Intervention de Claude Malhuret

Réunion du 3 juin 2015 à 21h45
Renseignement et nomination du président de la commission nationale de contrôle des techniques de renseignement — Article 2

Photo de Claude MalhuretClaude Malhuret :

Je voudrais terminer en répondant à la dernière question que j’ai posée tout à l’heure. Ces traitements transformeront-ils la France, pays des droits de l’homme, en la démocratie la moins respectueuse de la vie privée de ses citoyens ? Jusqu’à ce jour, un seul pays démocratique utilisait le traitement de masse des données en matière de terrorisme : les États-Unis. Aucune autre nation démocratique n’a introduit cette pratique dans son arsenal juridique. Les États-Unis l’ayant supprimée, la France, pays des droits de l’homme, sera demain la seule, si nous votons cet article, à instaurer la pratique de la surveillance généralisée.

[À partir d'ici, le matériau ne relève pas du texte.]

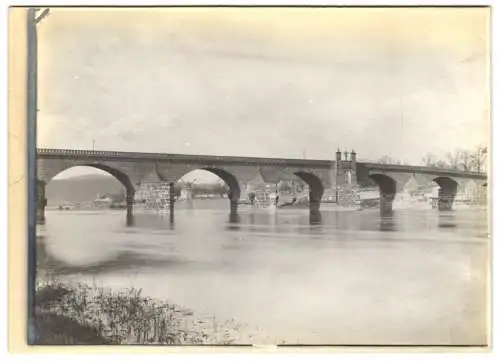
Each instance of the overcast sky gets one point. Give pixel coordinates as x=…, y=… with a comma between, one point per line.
x=265, y=82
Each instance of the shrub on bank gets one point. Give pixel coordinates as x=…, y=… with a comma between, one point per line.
x=79, y=314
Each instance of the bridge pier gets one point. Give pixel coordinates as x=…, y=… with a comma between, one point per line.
x=171, y=199
x=41, y=202
x=130, y=207
x=386, y=200
x=445, y=201
x=233, y=207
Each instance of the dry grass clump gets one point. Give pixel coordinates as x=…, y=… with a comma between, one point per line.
x=79, y=314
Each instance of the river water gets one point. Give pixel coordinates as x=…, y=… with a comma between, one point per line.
x=345, y=277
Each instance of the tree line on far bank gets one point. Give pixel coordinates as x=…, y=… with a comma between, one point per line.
x=460, y=159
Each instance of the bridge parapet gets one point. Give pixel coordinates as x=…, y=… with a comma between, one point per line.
x=422, y=169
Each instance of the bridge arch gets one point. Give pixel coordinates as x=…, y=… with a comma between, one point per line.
x=316, y=188
x=388, y=189
x=447, y=192
x=227, y=177
x=122, y=177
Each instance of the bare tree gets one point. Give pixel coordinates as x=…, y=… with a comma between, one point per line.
x=479, y=158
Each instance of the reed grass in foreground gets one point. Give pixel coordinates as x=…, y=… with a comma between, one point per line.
x=79, y=314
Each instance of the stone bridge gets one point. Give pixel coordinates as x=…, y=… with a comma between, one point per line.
x=133, y=168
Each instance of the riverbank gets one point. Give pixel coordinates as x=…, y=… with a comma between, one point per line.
x=81, y=314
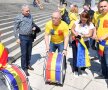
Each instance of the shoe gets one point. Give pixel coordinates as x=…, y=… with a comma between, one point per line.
x=26, y=72
x=75, y=74
x=84, y=73
x=30, y=68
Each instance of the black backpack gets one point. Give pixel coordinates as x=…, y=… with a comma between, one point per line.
x=65, y=17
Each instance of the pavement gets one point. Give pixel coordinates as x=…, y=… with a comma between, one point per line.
x=88, y=82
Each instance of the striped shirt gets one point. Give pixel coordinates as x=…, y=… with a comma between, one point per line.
x=23, y=25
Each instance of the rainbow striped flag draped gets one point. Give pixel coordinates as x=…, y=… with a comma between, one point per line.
x=83, y=58
x=3, y=56
x=54, y=67
x=16, y=77
x=101, y=47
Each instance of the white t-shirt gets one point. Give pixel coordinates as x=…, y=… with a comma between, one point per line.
x=80, y=29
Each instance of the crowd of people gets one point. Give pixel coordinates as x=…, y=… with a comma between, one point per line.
x=81, y=30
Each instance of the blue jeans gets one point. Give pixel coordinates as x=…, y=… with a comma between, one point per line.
x=104, y=62
x=26, y=49
x=54, y=47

C’est un gouvernement de gauche qui restera dans l’histoire comme celui qui l’a introduite dans notre droit – enfin, un gouvernement dont une partie est pour le moins hésitante ! En effet, peu après l’adoption du projet de loi par l’Assemblée nationale, Mme Taubira, la garde des sceaux, a expliqué au micro d’Europe 1 qu’elle aurait pu manifester contre le projet de loi si elle ne faisait pas partie du Gouvernement. Christian Cambon nous disait tout à l’heure que, si une majorité de droite avait présenté ce projet de loi, trois millions de personnes auraient défilé dans la rue : Mme Taubira en aurait fait partie !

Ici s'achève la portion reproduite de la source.